Mereka menenggak miras oplosan yang diduga berisi racikan kandungan alkohol parfum pada Minggu malam (25/8).
Ketua RT 4/RW 4, Dusun Paremono, Paremono Muslih mengutarakan, ada enam orang yang meneggak miras pada Minggu malam. Dia memperkirakan, mereka mabuk menggunakan miras oplosan. "Tapi, nggak tahu ngoplos sendiri atau beli. Kemungkinan ngoplos sendiri di rumah," bebernya saat ditemui, Selasa (27/8).
Muslih mengatakan, mereka mabuk-mabukan sembari berjalan di sepanjang gang RT 4/RW 4. Hanya saja, mereka baru merasakan efek dari miras oplosan saat Senin (26/8) siang hingga malam hari. Gejalanya pun sama. Mulai dari mual, muntah, pusing, hingga sesak napas.
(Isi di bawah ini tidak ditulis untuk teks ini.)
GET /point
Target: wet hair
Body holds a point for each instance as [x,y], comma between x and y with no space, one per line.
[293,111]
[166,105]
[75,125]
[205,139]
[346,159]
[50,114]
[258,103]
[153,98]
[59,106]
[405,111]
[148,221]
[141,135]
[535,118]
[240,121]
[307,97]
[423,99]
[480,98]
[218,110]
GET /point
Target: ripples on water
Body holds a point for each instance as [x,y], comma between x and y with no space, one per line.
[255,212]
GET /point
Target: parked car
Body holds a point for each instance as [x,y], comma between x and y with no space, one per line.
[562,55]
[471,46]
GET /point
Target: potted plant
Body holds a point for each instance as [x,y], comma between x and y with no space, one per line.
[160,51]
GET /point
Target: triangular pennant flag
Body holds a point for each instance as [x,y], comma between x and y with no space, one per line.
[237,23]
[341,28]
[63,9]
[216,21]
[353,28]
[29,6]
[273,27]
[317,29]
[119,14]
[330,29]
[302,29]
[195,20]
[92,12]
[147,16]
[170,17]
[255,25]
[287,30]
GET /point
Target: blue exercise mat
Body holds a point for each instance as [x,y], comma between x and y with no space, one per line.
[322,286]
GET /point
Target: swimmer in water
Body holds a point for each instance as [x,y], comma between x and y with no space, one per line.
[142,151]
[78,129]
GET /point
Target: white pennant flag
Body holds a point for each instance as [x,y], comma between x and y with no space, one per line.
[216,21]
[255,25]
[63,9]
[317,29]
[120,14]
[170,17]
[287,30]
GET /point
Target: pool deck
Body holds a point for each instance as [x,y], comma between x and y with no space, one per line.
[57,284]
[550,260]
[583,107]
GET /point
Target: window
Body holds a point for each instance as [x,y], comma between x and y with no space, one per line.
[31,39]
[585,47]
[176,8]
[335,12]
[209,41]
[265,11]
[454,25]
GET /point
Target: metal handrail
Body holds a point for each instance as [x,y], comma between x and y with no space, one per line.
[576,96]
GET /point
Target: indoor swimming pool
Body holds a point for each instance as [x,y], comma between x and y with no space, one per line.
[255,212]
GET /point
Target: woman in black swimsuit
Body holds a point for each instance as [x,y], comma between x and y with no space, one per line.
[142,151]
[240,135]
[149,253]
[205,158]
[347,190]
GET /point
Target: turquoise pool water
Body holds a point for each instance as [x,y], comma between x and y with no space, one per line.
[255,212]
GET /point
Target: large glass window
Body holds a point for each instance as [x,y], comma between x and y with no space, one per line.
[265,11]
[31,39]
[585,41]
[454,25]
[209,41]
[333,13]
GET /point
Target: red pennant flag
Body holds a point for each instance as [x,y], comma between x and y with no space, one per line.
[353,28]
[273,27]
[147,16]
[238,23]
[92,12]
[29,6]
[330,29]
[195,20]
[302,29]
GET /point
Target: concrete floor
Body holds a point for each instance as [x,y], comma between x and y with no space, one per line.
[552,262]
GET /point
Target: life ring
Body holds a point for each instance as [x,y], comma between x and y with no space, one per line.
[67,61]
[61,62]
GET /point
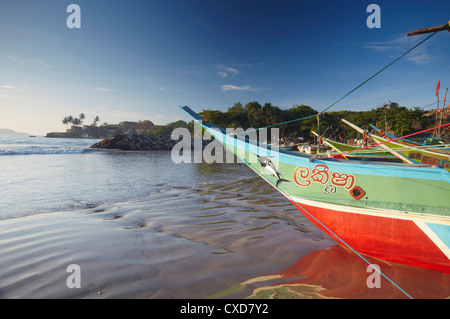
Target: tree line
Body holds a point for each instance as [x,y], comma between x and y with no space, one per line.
[391,117]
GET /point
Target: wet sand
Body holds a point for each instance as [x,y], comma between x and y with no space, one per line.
[237,240]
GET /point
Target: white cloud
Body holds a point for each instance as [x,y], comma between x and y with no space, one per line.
[8,87]
[230,87]
[27,61]
[400,45]
[224,71]
[103,89]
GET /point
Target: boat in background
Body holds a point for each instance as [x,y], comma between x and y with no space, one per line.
[408,154]
[353,152]
[392,211]
[429,143]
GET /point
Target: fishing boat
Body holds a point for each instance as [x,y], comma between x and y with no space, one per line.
[408,154]
[354,152]
[430,143]
[396,212]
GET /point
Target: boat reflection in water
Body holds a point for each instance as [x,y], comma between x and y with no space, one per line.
[338,273]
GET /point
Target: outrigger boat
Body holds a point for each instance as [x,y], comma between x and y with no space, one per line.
[408,154]
[435,147]
[353,152]
[392,211]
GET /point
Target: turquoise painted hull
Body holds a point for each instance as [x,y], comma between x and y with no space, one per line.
[396,212]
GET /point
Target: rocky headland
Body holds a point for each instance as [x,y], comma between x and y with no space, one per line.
[138,142]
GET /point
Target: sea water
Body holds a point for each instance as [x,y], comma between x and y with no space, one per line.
[140,226]
[40,175]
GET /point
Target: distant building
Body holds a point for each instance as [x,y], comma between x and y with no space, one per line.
[75,130]
[139,128]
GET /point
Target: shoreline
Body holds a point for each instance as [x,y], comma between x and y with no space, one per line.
[209,243]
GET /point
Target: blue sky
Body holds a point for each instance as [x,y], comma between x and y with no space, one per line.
[136,60]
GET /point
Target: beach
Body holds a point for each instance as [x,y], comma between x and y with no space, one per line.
[139,226]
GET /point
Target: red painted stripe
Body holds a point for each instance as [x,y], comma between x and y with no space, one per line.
[389,239]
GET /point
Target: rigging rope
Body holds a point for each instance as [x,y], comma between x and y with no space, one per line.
[357,87]
[393,140]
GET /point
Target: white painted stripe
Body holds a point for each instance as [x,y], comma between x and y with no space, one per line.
[438,242]
[437,219]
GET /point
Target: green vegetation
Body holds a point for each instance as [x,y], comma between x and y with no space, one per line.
[399,120]
[390,117]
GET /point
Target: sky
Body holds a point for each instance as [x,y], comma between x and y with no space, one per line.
[139,60]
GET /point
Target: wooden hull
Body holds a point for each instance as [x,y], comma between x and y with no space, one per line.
[394,212]
[401,239]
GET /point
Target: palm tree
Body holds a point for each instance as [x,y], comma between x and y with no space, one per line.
[81,118]
[96,119]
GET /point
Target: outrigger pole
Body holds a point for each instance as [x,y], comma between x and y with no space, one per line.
[431,29]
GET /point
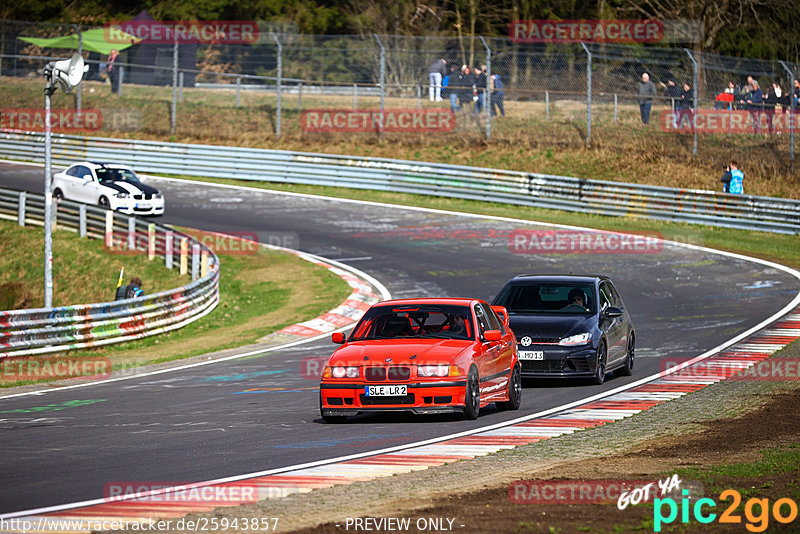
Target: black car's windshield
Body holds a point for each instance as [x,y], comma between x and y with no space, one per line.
[550,298]
[415,321]
[104,174]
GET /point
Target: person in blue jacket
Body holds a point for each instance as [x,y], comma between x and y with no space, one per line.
[732,180]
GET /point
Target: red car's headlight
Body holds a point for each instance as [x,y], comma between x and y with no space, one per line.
[441,369]
[340,372]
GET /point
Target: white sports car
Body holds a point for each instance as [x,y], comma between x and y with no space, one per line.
[109,186]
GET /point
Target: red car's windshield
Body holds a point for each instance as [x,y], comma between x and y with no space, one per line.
[415,321]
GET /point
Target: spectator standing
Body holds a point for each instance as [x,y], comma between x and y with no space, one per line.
[496,95]
[480,87]
[435,74]
[112,70]
[755,103]
[645,94]
[686,106]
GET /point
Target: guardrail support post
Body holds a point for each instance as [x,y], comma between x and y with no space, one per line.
[588,94]
[168,246]
[238,90]
[21,209]
[132,233]
[487,94]
[195,261]
[383,86]
[109,229]
[82,220]
[184,256]
[792,112]
[696,90]
[174,114]
[151,241]
[547,105]
[278,88]
[203,264]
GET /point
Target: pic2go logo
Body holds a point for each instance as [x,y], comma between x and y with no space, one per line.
[756,511]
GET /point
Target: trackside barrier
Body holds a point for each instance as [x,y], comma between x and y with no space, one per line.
[474,183]
[45,330]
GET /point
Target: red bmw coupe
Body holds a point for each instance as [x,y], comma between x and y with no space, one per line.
[423,356]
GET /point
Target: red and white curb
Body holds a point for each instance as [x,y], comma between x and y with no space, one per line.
[147,508]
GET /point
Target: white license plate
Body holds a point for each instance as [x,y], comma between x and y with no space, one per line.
[386,391]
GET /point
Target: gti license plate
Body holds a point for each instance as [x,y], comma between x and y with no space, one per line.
[386,391]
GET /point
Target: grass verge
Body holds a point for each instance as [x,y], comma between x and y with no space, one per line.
[259,293]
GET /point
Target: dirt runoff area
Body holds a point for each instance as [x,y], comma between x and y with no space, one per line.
[727,453]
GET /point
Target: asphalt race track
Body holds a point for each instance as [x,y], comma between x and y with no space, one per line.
[261,413]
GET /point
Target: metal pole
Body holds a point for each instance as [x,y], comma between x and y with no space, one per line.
[487,93]
[280,73]
[238,90]
[696,98]
[79,96]
[173,117]
[383,85]
[48,201]
[547,105]
[588,94]
[790,90]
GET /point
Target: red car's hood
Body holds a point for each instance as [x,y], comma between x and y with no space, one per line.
[400,351]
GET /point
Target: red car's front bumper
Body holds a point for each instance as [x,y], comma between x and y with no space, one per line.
[350,398]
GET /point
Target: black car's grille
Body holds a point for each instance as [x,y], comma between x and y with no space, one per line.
[372,401]
[399,373]
[555,366]
[375,374]
[542,339]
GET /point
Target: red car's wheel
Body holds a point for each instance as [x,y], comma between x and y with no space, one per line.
[514,391]
[472,398]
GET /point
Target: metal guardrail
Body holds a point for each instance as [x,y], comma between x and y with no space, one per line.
[511,187]
[45,330]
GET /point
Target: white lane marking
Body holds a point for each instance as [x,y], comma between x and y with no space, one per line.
[785,310]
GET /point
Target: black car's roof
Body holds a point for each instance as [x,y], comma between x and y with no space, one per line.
[559,278]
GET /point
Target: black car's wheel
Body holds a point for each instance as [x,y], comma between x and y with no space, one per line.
[472,398]
[600,367]
[627,369]
[514,391]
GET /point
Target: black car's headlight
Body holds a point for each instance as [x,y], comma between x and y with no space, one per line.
[577,339]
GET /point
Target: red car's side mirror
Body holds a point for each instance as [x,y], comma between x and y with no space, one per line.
[501,312]
[492,335]
[337,337]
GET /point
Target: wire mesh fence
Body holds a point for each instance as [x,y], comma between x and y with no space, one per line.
[390,87]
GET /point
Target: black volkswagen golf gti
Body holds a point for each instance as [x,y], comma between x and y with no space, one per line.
[569,326]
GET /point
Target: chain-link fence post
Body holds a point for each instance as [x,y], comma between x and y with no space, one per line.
[791,112]
[278,88]
[174,114]
[588,94]
[383,85]
[696,90]
[487,104]
[79,96]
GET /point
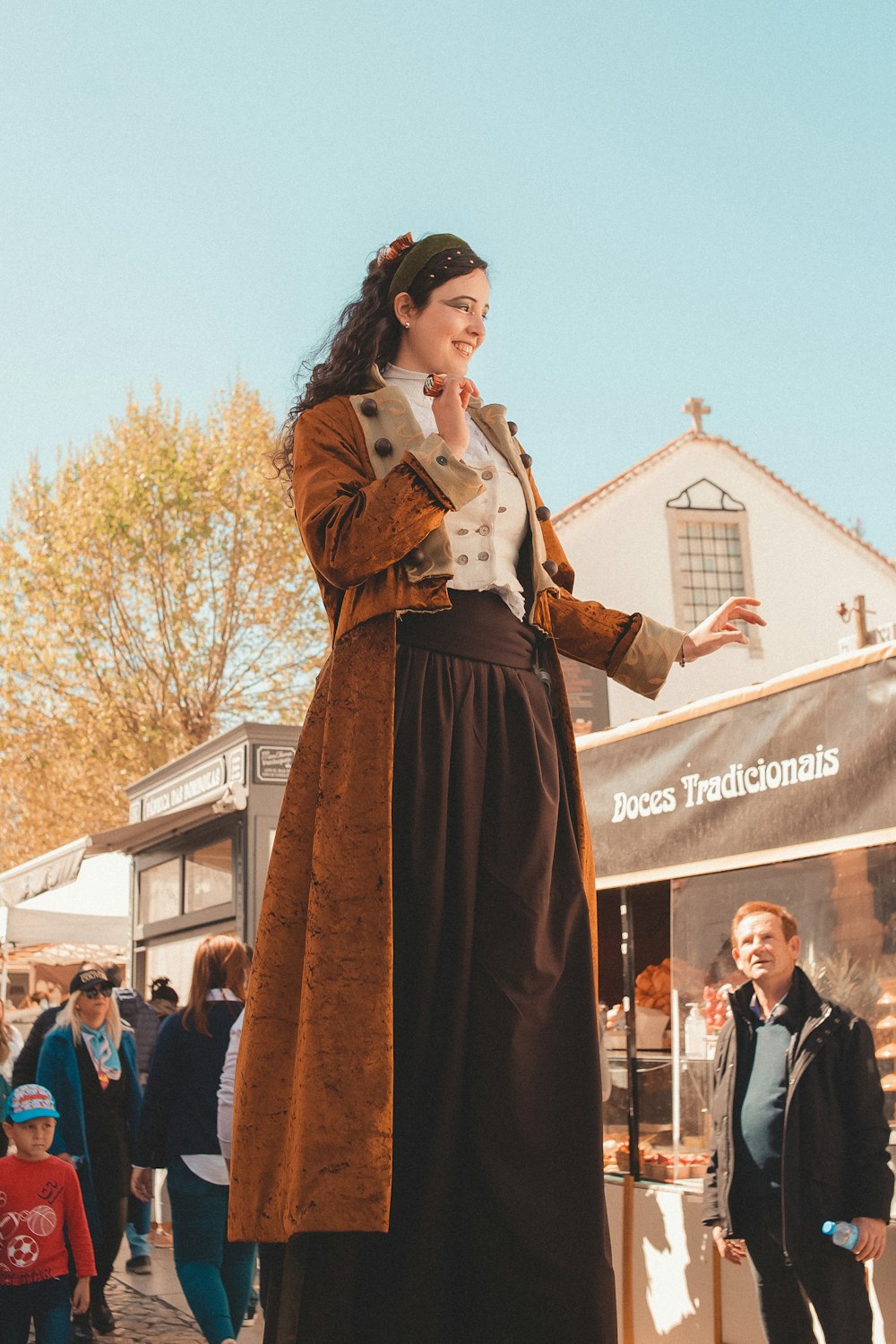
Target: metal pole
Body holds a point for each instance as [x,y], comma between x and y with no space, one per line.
[632,1040]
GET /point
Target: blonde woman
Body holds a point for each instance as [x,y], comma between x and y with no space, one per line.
[89,1064]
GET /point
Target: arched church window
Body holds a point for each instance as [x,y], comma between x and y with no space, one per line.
[710,546]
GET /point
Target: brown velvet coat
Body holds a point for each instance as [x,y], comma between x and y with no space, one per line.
[314,1099]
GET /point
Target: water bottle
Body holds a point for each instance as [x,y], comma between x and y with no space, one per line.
[841,1234]
[694,1032]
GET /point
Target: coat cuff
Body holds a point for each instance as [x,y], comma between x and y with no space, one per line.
[648,659]
[452,480]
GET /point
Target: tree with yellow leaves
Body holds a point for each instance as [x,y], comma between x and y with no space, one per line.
[155,591]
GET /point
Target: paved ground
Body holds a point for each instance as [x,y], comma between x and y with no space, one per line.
[148,1320]
[151,1308]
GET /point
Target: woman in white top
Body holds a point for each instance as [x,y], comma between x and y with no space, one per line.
[179,1131]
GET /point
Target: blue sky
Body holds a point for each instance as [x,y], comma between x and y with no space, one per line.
[675,198]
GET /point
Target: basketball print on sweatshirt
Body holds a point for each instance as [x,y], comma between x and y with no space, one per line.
[23,1250]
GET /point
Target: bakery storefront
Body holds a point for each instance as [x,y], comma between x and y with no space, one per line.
[783,792]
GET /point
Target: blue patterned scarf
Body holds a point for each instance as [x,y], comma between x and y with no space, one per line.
[104,1054]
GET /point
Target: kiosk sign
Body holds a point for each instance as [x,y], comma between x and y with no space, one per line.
[807,763]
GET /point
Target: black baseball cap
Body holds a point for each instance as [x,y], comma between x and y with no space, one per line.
[89,980]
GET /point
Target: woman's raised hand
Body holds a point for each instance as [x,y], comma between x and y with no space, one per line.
[449,409]
[718,631]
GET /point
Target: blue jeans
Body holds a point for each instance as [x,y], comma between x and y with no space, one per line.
[831,1279]
[137,1228]
[215,1274]
[47,1303]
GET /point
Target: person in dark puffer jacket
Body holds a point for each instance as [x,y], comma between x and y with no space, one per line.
[799,1137]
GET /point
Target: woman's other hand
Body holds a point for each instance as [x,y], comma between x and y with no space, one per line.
[449,409]
[729,1249]
[142,1183]
[718,629]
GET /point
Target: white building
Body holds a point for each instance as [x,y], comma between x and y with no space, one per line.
[700,521]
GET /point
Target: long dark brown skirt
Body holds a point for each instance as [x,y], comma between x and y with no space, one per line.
[497,1230]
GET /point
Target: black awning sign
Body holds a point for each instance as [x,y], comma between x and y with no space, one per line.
[810,762]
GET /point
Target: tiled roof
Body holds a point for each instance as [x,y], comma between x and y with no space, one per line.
[672,446]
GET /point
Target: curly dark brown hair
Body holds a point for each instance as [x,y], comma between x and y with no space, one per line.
[367,332]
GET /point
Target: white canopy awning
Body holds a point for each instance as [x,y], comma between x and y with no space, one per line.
[34,927]
[62,866]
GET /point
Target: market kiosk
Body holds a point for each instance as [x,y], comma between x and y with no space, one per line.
[783,792]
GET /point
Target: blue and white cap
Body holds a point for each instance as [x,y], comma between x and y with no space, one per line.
[31,1101]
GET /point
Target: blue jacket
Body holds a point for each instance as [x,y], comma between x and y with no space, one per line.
[180,1105]
[58,1072]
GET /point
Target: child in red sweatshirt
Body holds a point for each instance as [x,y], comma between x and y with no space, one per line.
[39,1203]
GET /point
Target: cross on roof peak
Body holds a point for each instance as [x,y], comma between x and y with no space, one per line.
[694,408]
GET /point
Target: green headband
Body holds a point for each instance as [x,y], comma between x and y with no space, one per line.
[419,255]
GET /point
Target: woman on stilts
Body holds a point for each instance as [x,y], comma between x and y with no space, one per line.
[418,1094]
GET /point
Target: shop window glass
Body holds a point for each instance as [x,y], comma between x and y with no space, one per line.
[159,892]
[209,875]
[845,909]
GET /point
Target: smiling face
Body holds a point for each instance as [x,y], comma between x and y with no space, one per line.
[93,1011]
[443,336]
[763,952]
[31,1137]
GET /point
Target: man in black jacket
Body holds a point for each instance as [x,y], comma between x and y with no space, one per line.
[799,1137]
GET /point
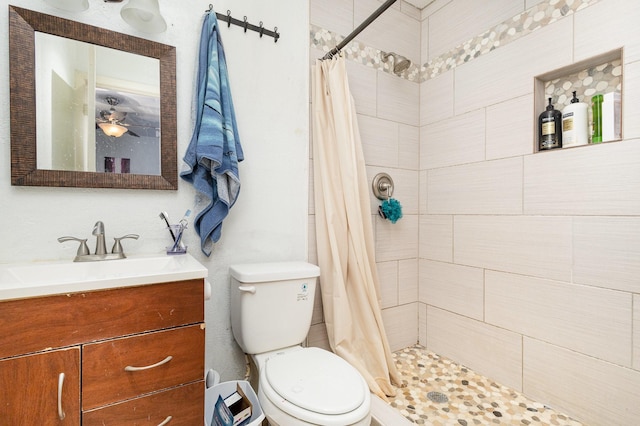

Hal itu membuat sejumlah warga curiga karena gejala yang dialami sama. Lantas, mereka segera dilarikan ke rumah sakit. Namun, satu di antaranya meninggal dunia dalam perjalanan menuju rumah sakit. Lalu, tiga orang dirawat di RSUD Muntilan, dan satu lainnya di RSUD Merah Putih.